Wednesday, August 31, 2016

Pooh Pooh To The Potty Party

Well, it’s happened. My baby has grown into a toddler. I think it’s “official” when they hit the 2’s, even though the word toddle describes their first Franken-steps perfectly. The only problem is what follows, that dreaded next phase: Potty Training.

Yeah, I know, most people are thrilled to reach this milestone. The milestone that makes their child into an actual little people-ish person instead of a baby. The milestone that marks the end of buying those expensive poop holders.  An exciting milestone that marks the growth of your precious little darling.

These people are clearly imbeciles and never leave their houses.

If these people ever DID leave their houses, they would understand my extreme reluctance to move into the toilet training stage. They would know that diapering is just so much easier and that at this stage in my life, I love easier. Easier is my best friend. I would marry easier if it didn’t mean an expensive, messy divorce from the love of my life. I will gladly pay the money for those butt covers just to know that I’m not spending extra time and money cleaning clothes that have had messes, car seats that have seen accidents and bedding that didn’t survive nap time unscathed. Heiny hiders mean I don’t have to invest in bleach by the gallon for those Clorox commercial type of moments. (And for those of you who don’t know me, yes, I DO need to have bleach-clean bathrooms. It’s not the slightest, teensiest bit optional.)

Even if I was okay with adding an exorbitant task list of laundry and cleaning, it’s the time investment that also kills you. When you’re potty training, you have to ask your kid every 4 minutes if they have to go to the bathroom. Of course they’re going to say no, those contrary creatures, which means every tenth time you ask you have to plop their uncooperative butt on that plastic, portable potty seat and give them 73 books to try and convince them to go to the bathroom “on the pot”. After 30 minutes, you’ll put them back into their “big boy underwear” (so named to try and get them to muster up the required enthusiasm to potty train because even they know diapers are easier) only to have them have an accident five minutes later.

Sigh.

Yeah, I know, it sounds like I have a little bit of potty training PTSD. The traumatic experiences of the children that have come before have caused a feeling of terror at the thought of ditching the diapies. It’s not even all my children that have traumatized me, just the boys. I barely even remember the process with my daughter. I’m pretty sure she trained in like 5 minutes. Or so it feels in comparison to my sons who were completely ok with not being a big boy if it meant they could keep their diapers. I was so discouraged with the first child that I was convinced I’d have the only kindergartener with training pants in the tri-county area. But then the daughter came next and was so easy-peasy that I was convinced the first kid was just a pain in the ass. (Which frankly, most kids are. It’s in their job descriptions.)

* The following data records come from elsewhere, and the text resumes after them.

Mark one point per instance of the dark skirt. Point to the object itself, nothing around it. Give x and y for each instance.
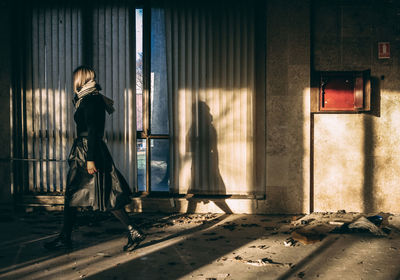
(105, 190)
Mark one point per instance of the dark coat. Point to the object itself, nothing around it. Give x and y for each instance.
(107, 189)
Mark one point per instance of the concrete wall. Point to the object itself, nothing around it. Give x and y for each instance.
(5, 82)
(288, 112)
(357, 156)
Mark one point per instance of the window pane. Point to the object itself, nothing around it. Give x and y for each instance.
(139, 69)
(141, 169)
(158, 90)
(159, 164)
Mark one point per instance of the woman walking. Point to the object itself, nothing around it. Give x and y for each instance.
(93, 180)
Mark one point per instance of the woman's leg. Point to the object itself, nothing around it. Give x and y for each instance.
(122, 216)
(63, 240)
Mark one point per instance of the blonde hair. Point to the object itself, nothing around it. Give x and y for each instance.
(81, 76)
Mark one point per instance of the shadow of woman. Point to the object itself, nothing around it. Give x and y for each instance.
(201, 143)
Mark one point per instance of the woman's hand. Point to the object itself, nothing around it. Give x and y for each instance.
(91, 167)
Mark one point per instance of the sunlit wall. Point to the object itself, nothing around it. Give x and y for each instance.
(356, 158)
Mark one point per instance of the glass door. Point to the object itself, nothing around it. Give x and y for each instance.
(153, 147)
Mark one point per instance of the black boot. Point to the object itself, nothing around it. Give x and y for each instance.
(135, 237)
(60, 242)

Until number 3 had the same issues and made me have horrible flashbacks of number 1 not going number 2. Shudder. Although there was a lot less panic with him (kid #3 after all), it still left some fresh wounds.

So you can see why the thought of going through it again is less than appealing.

I will say, however, that as a fourth time mom, I’m more relaxed about the process. No, it’s not the Prozac and wine I’m guzzling to get me through these dark times. It’s the knowledge that I’ve never actually heard of a kid who wasn’t completely housebroken by the time they started school. Sure, it’s probably happened. But I haven’t heard about it so that makes everything peachy keen in my rosy little corner of the world. (Don’t try to disabuse me of this notion. Prozac only gets a chick so far.)


So it’s coming. Like a terrible Sy Fy sequel  that you can’t believe anyone actually wants, (Hello Sharknado!) it’ll be here before you know it. Until then, I’m just going to bury my head in the sand, snuggle with my not-a-big-boy-yet, and buy another box of Pampers.

Monday, August 15, 2016

Take This House And Shove It

So we started the process of preparing our house to put on the market. Four years ago. Ok, ok, admittedly, there were some pleasant surprises (Like new babies. Well, one. One baby.) and some not so pleasant surprises as well (Hello leak under the concrete slab!) that made it so much more drawn out than we wanted it to be. I'm sure we might have been able to pare down this length of time to like three years and eleven months, but we slacked for that one month two and a half years ago, so there's that.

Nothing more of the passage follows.